Save the greater glider and her forest home
The greater glider is the largest of Australia's gliding possums, with a body up to 45cm long. It has huge fluffy ears and a long, beautiful tail up to 60cm long. Its gliding membrane goes from elbow to ankle, and it glides up to 100m.
A nocturnal forest animal, the greater glider lives in the treetops, and like the koala it eats gum leaves from a selection of its favourite trees. It raises just one joey and once the young leave the pouch they stay in the hollow while mum forages, and sometimes travel on her back while she glides from tree to tree.
Native forests are everything to the greater glider, but are under threat in Queensland. The greater glider needs big hollows, which are found in trees more than 150 years old and are in abundance in the gnarled old forest giants over 300 years old, of which few remain.

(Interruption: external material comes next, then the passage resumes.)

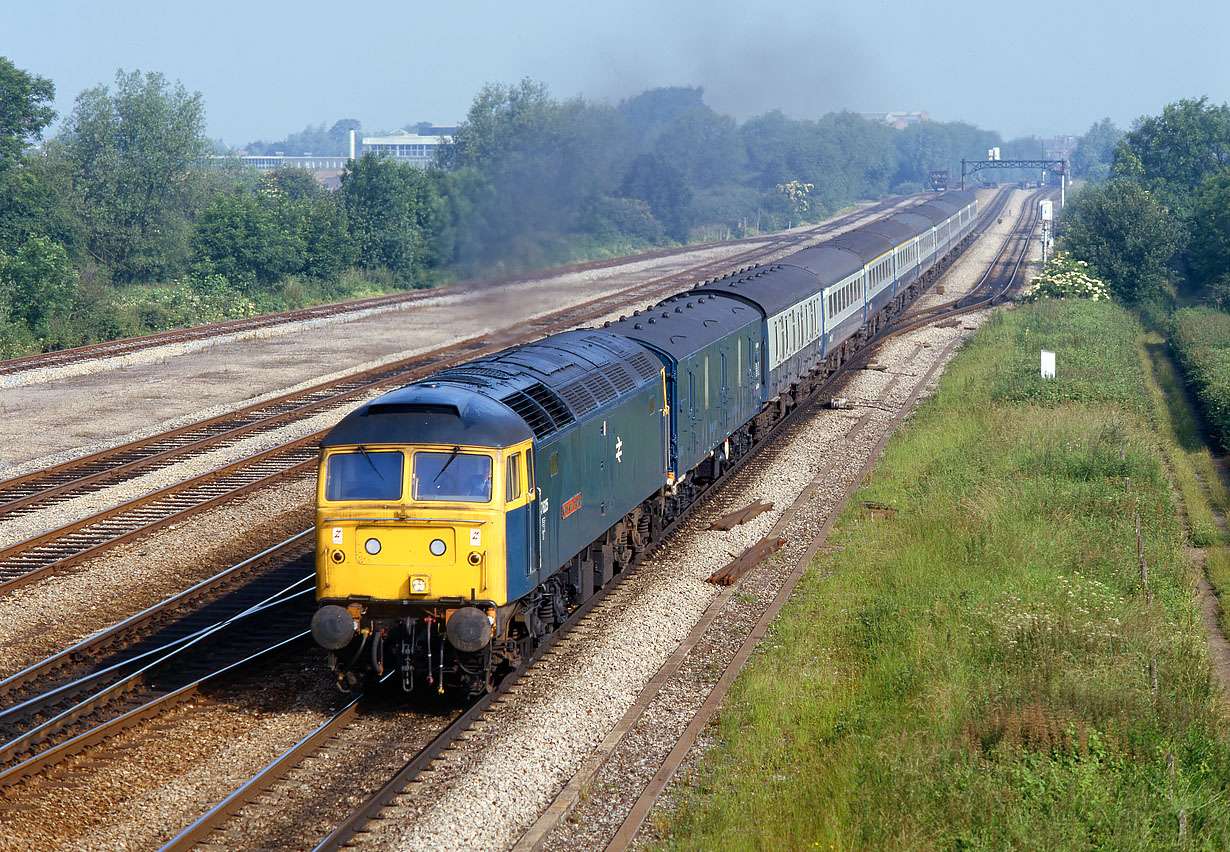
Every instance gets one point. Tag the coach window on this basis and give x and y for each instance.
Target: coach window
(363, 476)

Supporters of the Protect Beautiful Queensland Week of Action held a Bioblitz plant and animal survey and discovered a Greater Glider in Deongwar State Forest, adding urgency to their call to protect the forest.
Industrial logging for more than 100 years has decimated the Queensland hollows resource in state-owned native forests. Foresters deliberately ringbarked and poisoned these 'apartment blocks' of the forest, and encouraged vigorous young timber-producing trees to take their place. Logging continues to have a disastrous effect on forest structure and habitat values for the greater glider, and has been mismanaged with timber production the primary focus, for too long.
If we act now to protect remaining forests, we can save this iconic Queenslander, the world's largest gliding possum.